The share of American companies in the total volume of international corporate investments fell from 39% in 1999 to 24% currently. However, the influence of Wall Street on the dynamics of world markets today is higher than ever before. US fund managers control 55% of global assets (ten years ago the figure was 44%).

The growing gap between the US economy and financial strength creates problems for other countries in the dollar zone and beyond. All of this is obliged to the fact that the cost of dollar dominance begins to outweigh the benefits, says the British magazine The Economist.

Firstly, economies have to withstand the sharp market conditions fluctuations. In recent months, the prospect of even small changes in interest rates in the US led to a significant outflow of capital from emerging markets, thus hurt the local currency and share prices. Decisions of the US Federal Reserve affect the offshore debts and deposits in dollars of total size of about $ 9 trillion.

Because some countries have binding national currencies to the dollar, their central banks should respond to the Fed's actions. Foreigners, own 20-50% of government bonds in local currency in countries such as Indonesia, Malaysia, Mexico, South Africa and Turkey, are likely to pull out of emerging markets, as the US rate rise.

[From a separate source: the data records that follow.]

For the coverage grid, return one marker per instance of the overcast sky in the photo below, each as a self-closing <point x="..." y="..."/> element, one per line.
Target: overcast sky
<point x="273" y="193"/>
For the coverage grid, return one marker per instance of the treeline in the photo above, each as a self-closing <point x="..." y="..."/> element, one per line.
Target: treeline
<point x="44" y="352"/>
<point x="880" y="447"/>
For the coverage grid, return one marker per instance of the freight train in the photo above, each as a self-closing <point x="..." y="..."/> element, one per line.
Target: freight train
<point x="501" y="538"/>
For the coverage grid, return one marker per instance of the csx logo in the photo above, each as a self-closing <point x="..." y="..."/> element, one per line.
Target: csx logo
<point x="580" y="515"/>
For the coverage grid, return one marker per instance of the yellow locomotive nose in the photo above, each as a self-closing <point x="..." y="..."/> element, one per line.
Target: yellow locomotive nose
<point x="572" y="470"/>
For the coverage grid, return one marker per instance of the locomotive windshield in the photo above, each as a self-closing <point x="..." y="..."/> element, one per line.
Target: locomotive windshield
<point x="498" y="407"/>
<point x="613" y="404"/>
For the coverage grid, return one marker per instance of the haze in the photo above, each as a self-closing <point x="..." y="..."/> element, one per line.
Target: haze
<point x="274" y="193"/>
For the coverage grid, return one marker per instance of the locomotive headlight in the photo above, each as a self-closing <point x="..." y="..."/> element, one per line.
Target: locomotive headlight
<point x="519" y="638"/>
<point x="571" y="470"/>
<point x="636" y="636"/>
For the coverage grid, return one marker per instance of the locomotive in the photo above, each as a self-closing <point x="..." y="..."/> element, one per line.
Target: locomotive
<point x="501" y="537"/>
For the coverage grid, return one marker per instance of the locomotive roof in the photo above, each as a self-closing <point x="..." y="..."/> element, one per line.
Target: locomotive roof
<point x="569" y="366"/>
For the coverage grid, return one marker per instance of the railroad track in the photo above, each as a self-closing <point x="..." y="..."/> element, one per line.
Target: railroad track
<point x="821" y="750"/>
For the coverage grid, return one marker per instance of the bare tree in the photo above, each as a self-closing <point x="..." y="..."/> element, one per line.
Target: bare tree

The second problem is the absence of any delimiter for offshore dollar system in the event of a crisis. In 2008-2009, Fed's reluctantly went to the rescue: acting as a lender of last resort, it has provided $ 1 trillion of liquidity to foreign banks and central banks. Future crises will require a more significant amount.

The offshore dollar world today is almost two times bigger than in 2007. By 2020, it will be comparable in size to the American banking sector. At the same time, starting from 2008-2009, the US Congress has been expressing dissatisfaction with the practice of emergency lending from the Fed.

How long the country will be willing to put up with the dependence of their financial systems to the fragmented and dysfunctional political system of America?

This question leads to the third problem: America is increasingly using its financial power as a political tool. Politicians and US’ prosecutors are using dollar payment system as a way to establish control not only over the capricious bankers and unscrupulous football officials, but also on such recalcitrant regimes like Russia and Iran.

The Americans, of course, can say, "Why should we worry." They forced nobody to tie their national currencies to the dollar and did not encourage foreign companies to issue debt in dollars. But the dominant role of the dollar is reflected on the Americans, too: it brings great benefit both for the economy and the US Treasury.

Ideally, America should have shared this duty with other currencies. However, if the hegemony of the dollar is unstable, then any other potential receiver will be in an unstable position, too.

There is no clear leader among the candidates on the reserve status today. In spite of the economic strength of Europe and China, the current statuses of the euro and the yuan do not allow them to become the number one currency in the world.

All this means that in the near future, the global financial and monetary system will not be able to get rid of the dollar. The dollar is not a worthy opponent. Nevertheless, the system, which keeps it, continues cracking.